L’Europa e l’Italia, ferma ed indiscussa l’alleanza atlantica, sono chiamati a perseguire una politica estera nell’area MENA che metta al centro la commistione tra i popoli e la valorizzazione dei Paesi in via di sviluppo, condannando una logica neocoloniale, e che si fondi sulla medesima radice Geografica, Storica e Valoriale: Il Mediterraneo.

Infatti, il Mediterraneo rappresenta da millenni, l’incontro tra i popoli dell’Europa, Asia ed Africa tutti riversi su questo mare nostrum. I paesi mediterranei hanno la medesima componente storica fondata sul senso religioso, il tempio, la cattedrale e la moschea costituiscono l’asse attorno al quale si sono costituiti i popoli e le nazioni, così come ricordato da Giorgio La Pira all’inaugurazione del primo Colloquio del Mediterraneo nel 1958.

L’Area è costantemente teatro di conflitti e scontri tra gli Stati per il controllo delle rotte commerciali e lo sfruttamento delle risorse energetiche. Esempi chiari sono l’instabilità della Libia, Siria, Yemen e Israele. In questa prospettiva, l’Unione Europea rappresenta un modello di pace, amicizia e solidarietà tra popoli e nazioni, integrati in un sistema con valori fondanti comuni e che garantisce le diversità di ciascuno Stato.

L’Europa è tenuta necessariamente ad assumere un ruolo centrale nel perseguire la strada della stabilizzazione dei paesi del mediterraneo allargato, al fine di garantire la pace nell’area, lo sviluppo economico e la sicurezza europea. L’Unione Europea negli ultimi 20 anni ha vissuto un processo di allargamento che ha coinvolto i paesi dell’Europa orientale e dal 2021 è concreta la volontà della martoriata Ucraina di aderire all’Unione Europea, ben consapevole che solo la compenetrazione, la solidarietà e l’amicizia europea sono in grado di garantire pace.

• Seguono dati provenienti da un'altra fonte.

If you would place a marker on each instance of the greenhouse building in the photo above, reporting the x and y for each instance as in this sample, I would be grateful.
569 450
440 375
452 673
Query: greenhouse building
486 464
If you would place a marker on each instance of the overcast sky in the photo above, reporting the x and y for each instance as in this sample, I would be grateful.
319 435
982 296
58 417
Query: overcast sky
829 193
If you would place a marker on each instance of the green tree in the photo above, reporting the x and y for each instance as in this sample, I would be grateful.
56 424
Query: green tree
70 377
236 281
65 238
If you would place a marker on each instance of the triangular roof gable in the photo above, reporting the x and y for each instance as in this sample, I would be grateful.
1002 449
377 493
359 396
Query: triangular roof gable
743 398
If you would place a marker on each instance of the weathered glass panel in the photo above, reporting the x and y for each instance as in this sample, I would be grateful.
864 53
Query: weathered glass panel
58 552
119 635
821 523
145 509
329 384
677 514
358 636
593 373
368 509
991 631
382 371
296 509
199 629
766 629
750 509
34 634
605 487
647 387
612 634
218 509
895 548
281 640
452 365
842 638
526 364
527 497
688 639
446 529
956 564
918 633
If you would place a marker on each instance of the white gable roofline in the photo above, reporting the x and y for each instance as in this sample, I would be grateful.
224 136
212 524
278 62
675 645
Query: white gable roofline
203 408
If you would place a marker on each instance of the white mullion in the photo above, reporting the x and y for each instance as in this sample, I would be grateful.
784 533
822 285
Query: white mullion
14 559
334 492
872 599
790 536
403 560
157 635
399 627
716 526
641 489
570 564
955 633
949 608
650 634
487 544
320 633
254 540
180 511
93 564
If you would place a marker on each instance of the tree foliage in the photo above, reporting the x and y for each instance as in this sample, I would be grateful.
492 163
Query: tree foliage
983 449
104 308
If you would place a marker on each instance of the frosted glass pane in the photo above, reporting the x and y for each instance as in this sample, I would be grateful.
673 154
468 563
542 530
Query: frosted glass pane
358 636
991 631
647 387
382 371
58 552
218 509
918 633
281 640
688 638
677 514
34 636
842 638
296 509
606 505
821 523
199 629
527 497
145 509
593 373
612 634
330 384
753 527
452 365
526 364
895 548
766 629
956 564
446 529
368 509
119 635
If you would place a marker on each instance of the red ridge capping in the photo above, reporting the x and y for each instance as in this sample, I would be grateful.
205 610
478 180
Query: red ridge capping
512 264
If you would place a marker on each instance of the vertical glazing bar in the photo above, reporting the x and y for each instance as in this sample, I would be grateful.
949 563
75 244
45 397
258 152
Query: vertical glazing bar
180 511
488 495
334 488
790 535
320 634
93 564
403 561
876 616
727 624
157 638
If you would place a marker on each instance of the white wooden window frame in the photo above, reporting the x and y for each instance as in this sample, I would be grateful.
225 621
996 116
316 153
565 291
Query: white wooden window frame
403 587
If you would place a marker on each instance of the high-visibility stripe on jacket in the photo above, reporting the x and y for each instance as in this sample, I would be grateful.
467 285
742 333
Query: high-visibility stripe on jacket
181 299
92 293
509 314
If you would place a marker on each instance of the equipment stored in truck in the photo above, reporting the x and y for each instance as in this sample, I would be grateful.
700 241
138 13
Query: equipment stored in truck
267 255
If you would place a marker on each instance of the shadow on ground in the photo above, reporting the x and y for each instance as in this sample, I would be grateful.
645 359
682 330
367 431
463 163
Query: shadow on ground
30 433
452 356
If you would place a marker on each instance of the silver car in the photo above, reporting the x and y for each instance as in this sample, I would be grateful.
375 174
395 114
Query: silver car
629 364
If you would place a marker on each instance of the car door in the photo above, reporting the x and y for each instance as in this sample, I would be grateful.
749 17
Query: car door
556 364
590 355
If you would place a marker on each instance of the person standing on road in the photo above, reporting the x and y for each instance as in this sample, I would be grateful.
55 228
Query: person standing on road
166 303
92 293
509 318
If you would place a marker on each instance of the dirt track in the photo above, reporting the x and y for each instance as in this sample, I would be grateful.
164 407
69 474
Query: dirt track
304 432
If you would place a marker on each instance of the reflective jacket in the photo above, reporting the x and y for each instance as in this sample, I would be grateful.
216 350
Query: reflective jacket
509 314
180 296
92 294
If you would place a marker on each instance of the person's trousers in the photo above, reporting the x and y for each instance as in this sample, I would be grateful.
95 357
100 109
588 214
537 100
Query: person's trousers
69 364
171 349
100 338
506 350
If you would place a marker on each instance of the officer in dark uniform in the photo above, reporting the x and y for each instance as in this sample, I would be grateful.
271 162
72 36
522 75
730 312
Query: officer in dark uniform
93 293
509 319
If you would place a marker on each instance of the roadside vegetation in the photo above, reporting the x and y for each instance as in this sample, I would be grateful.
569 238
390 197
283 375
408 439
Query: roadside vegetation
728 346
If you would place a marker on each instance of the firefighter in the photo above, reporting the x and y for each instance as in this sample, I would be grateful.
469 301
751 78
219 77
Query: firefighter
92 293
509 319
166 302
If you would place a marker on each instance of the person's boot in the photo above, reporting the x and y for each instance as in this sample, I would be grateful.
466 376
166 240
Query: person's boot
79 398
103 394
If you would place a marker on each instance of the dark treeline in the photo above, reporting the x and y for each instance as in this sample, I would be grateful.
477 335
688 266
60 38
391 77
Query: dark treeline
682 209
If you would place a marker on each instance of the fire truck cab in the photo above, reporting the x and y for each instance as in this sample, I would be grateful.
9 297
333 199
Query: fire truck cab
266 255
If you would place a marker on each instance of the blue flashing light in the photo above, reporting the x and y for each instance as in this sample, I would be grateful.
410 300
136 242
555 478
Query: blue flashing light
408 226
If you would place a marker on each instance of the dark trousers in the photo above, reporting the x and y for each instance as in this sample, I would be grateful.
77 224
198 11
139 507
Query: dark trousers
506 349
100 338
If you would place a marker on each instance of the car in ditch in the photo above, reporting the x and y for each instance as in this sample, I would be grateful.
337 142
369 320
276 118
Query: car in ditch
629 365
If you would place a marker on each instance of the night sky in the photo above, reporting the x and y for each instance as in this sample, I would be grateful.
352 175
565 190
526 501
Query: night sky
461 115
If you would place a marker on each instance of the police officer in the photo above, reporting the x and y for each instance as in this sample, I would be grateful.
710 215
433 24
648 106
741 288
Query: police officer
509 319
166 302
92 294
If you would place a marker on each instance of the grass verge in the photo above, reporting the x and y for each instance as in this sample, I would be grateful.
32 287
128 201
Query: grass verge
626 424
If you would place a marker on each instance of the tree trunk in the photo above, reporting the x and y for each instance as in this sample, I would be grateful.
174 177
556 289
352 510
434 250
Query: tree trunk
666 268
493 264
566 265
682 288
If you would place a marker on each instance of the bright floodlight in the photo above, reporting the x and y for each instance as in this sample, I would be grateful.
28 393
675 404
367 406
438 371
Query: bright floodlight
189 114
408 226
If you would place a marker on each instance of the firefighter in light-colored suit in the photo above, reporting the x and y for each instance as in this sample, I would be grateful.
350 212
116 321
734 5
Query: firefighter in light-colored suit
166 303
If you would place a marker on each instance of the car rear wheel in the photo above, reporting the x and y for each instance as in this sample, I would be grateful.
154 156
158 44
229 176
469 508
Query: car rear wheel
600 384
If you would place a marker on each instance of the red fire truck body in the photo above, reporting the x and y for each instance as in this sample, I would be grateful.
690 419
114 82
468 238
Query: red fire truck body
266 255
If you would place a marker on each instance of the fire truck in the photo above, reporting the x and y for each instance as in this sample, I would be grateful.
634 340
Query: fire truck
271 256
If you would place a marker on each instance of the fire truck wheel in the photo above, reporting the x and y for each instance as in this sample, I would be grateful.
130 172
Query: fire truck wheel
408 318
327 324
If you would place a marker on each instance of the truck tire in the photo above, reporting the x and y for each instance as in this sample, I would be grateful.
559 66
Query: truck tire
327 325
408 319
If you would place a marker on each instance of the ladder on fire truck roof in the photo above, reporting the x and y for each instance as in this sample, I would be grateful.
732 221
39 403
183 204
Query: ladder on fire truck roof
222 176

E’ il momento di gettare le basi per l’allargamento dell’Unione Europea anche ai paesi del Mediterraneo in ragione della medesima identità culturale e di una commistione di popoli già presente in Europa, dove vi sono numerose comunità nord africane e medio orientali, le quali vivono l’Europa come un luogo di pace e solidarietà.

È un percorso che richiederà del tempo: il primo passo è l’istituzione di un organismo internazionale che comprenda l’Unione Europea e gli Stati del Mediterraneo Allargato, in una condizione multilaterale piena.

Un tale organismo permanente riuscirà a far comprendere come il benessere dei singoli Stati della Regione passa da uno sviluppo condiviso dell’intera zona del Mediterraneo, luogo di pace, solidarietà e sviluppo. Inoltre, appare opportuno lo sviluppo di una politica europea nell’area volta a costruire “Valore” nei territori meno sviluppati della regione. Solo una politica attiva sui territori assumendosi un rischio condiviso nella realizzazione di progettualità efficaci e costruttive, anche nei settori sociali, potrà aiutare a rinsaldare la fiducia reciproca tra gli stati europei, nord africani e mediorientali.

In mancanza di uno sforzo dell’Unione Europea in tal senso si andrà ad accentuare la conflittualità dell’area MENA, stretta tra la politica Cinese in grado di garantire notevoli flussi economici e quella Statunitense in grado di garantire la difesa degli stati alleati. Conflittualità destinata a riversarsi sul Mediterraneo e sul continente Europeo.